Aku mengambil salah satu baju yang Alex maksud dan mencoba mengenakannya di depan cermin. Aku merasa sangat cantik.
***
Sesampainya di rumah Alex. Aku baru tahu ternyata dia orang kaya dan rumahnya sangat besar. Aku jadi minder melihat rumah ini. Apa aku akan terlihat seperti orang miskin di sini?
Aku dijamu untuk makan malam. Semua anggota keluarga Alex berdatangan satu per satu mengisi kursi yang kosong. Tapi .... Mereka tidak menyapaku. Hanya membiarkan aku menikmati hidangan dan berada di sana.
Alex sempat pergi ke kamarnya untuk mengganti pakaian, sehingga aku bersama keluarganya di meja makan yang lumayan panjang ini.
"Udah berapa lama kenal Alex?" tanya ibunya membuatku terkejut.
"Belum satu tahun, Tante. Kenal pertama kali pas awal ...."
"Kamu tau kan kalo Alex itu pinter?" tanyanya lagi. Bahkan aku belum menjawab dengan utuh, sampai-sampai kalimatku terpenggal oleh pertanyaan tersebut.
"Tau, Tante," jawabku singkat.
"Prestasi kamu apa aja di sekolah?"
"Ga ada." Aku menggeleng. Meliriknya sebentar dan qajahnya tampak jelas meremehkanku.
Apa seharusnya aku pulang saja?
"Kamu tau kalo mantannya Alex itu siswi terbaik di sekolahnya? Dia menang olimpiade matematika Internasional di London, juara satu. Dia juga udah disediain beasiswa di Harvard."

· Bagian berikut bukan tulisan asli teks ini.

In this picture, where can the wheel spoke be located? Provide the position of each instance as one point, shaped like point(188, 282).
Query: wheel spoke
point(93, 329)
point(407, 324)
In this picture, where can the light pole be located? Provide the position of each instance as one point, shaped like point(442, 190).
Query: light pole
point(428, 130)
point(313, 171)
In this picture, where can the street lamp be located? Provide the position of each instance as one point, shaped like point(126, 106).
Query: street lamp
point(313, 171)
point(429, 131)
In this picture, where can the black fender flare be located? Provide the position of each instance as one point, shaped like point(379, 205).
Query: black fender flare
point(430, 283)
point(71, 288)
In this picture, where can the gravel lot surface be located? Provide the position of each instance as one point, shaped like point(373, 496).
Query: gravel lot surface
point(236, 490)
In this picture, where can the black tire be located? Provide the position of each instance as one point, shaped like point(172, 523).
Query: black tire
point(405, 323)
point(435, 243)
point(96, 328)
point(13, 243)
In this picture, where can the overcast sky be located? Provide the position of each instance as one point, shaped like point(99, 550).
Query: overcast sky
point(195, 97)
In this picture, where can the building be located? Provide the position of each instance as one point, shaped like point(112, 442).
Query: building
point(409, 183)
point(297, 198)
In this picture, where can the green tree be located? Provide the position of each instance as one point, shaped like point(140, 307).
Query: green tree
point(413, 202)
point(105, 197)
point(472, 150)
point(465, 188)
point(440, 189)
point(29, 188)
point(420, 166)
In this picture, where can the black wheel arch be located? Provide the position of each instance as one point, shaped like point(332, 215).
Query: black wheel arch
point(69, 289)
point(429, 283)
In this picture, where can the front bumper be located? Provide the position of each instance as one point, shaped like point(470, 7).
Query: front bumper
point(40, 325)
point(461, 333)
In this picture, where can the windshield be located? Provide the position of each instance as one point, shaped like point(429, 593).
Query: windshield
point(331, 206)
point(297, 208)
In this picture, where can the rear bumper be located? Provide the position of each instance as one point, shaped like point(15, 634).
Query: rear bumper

Aku hanya bisa terdiam mendengar hal tersebut.
"Dia juga ga pernah dih pake baju lusuh kayak gini. Mungkin karena dia pinter ya? Jadi bisa ngetti mix and match pakaian."
Alex datang dan ibunya berdiam diri. Semua orang hanya diam. Aku tertunduk, rasanya air mataku memupuk. Aku tidak datang ke tempat ini untuk dipermalukan. Jelas-jelas aku diundang Alex. Tapi ....
Aku ingin menangis.
Alex tersenyum ke arahku, aku mencoba untuk menyembunyikan apa yang barusan terjadi. Ia duduk di sebelahku dan ikut makan malam.
"Ga habis?" tanyanya begitu melihat aku tidak lagi menyuap makanan.
Aku mengangguk. Saat kulirik semua orang, mereka sedang menatapku.
"Jadi kamu mutusin dia cuma buat cewek ini?" tanya ibu Alex. Dia yang beliau maksud adalah mantan pacar Alex.
Alex tak memberikan jawaban, dia malah semakin lahap menyantap makanan. Aku menoleh pada Alex. Yang aku inginkan saat ini hanya pulang.
Setelah Alex benar-benar mengantarku pulang, aku langsung masuk ke kamar dan menangis. Tiba-tiba air mataku terhenti dan aku tidak merasakan apapun lagi. Aku tidak sedih, aku tidak marah, aku tidak kesal. Entah kenapa aku ini.
Aku takut terjadi sesuatu yang buruk mengancam psikosku, sehingga aku menelepon Bulan dan mengajaknya untuk makan sate di depan simpang rumahku.